Here in Guelph, on the boardwalk through Wild Goose Woods a few hours after dawn, the dominant sound is the chirr of red-winged blackbirds, the screeching laughter of northern flickers a close second. Another bird calls its own name: fee-bee, fee-bee. American robins sing cheerily from mid-level branches, and from the nest on the light standard over the playing fields I hear an osprey’s plaintive cry.

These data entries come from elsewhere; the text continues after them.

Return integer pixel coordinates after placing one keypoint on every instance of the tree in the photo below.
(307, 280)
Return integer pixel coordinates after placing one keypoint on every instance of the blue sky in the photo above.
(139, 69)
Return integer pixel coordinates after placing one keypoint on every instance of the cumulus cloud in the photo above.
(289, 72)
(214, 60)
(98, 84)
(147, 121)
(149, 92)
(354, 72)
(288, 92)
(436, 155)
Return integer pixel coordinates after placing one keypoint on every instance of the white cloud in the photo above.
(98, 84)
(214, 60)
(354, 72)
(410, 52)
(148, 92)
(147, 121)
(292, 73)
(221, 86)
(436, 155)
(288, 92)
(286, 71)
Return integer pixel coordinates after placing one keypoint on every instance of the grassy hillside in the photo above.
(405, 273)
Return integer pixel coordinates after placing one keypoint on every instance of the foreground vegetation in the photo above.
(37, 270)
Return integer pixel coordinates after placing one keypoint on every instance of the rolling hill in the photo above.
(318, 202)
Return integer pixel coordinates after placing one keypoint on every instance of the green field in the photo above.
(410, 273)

I’d know where I was—roughly—from either soundscape. While I’m focusing more on what I’m hearing through necessity and a wish to understand more of the landscape I’m moving through, looking at all the parts of the whole and not just on birds (I can identify a phoebe by song at the same time I’m looking at a bloodroot flower unfurling, for example), I’m also thinking about it in terms of my other life, that of the writer. Of the seminar on worldbuilding I’ve offered to give here in Guelph in the autumn, and all the things that are part of a convincing fictional world or will evoke a real one. Soundscapes are one of them: part of the whole which both characters and the reader, one hopes, inhabit.

Whether any writer can separate entirely the slice(s) of the world in which they live from their created worlds, I don’t know. I can’t. In this, I can only write what I know. There’s a circularity to this: writing has made me pay attention to aspects of the world I might have not noticed; a lifetime spent outdoors whenever I could informs what I write. The Titchwell soundscape?  It has a place in the story that’s beginning to unfold, and perhaps that book will be just a little richer because my aging eyes have made me listen more and look less. I’m fairly sure my life is richer, too.

The Last of Norfolk: March 30 – April 3

The last of Norfolk birding for the spring of 2024, at least! We plan, as always, to return.


March 30: A nuthatch yelps from high in a bare oak; coal tits call, ‘it’s me, it’s me,’ from low branches. In the meadow a jay forages among shelduck & Egyptian geese. A silver squirrel climbs a stump. The larches are bright green with new growth; new leaves unfurl on the brambles. We’re walking footpaths and lanes at Houghton, a sheltered walk on this windy day. In the sheep field a new statue stands: the figure of a man, or a cyberman, almost human. “Disconcerting, at dusk,” a woman walking her dog tells us. Later we learn it’s part of a new art installation by Anthony Gormley.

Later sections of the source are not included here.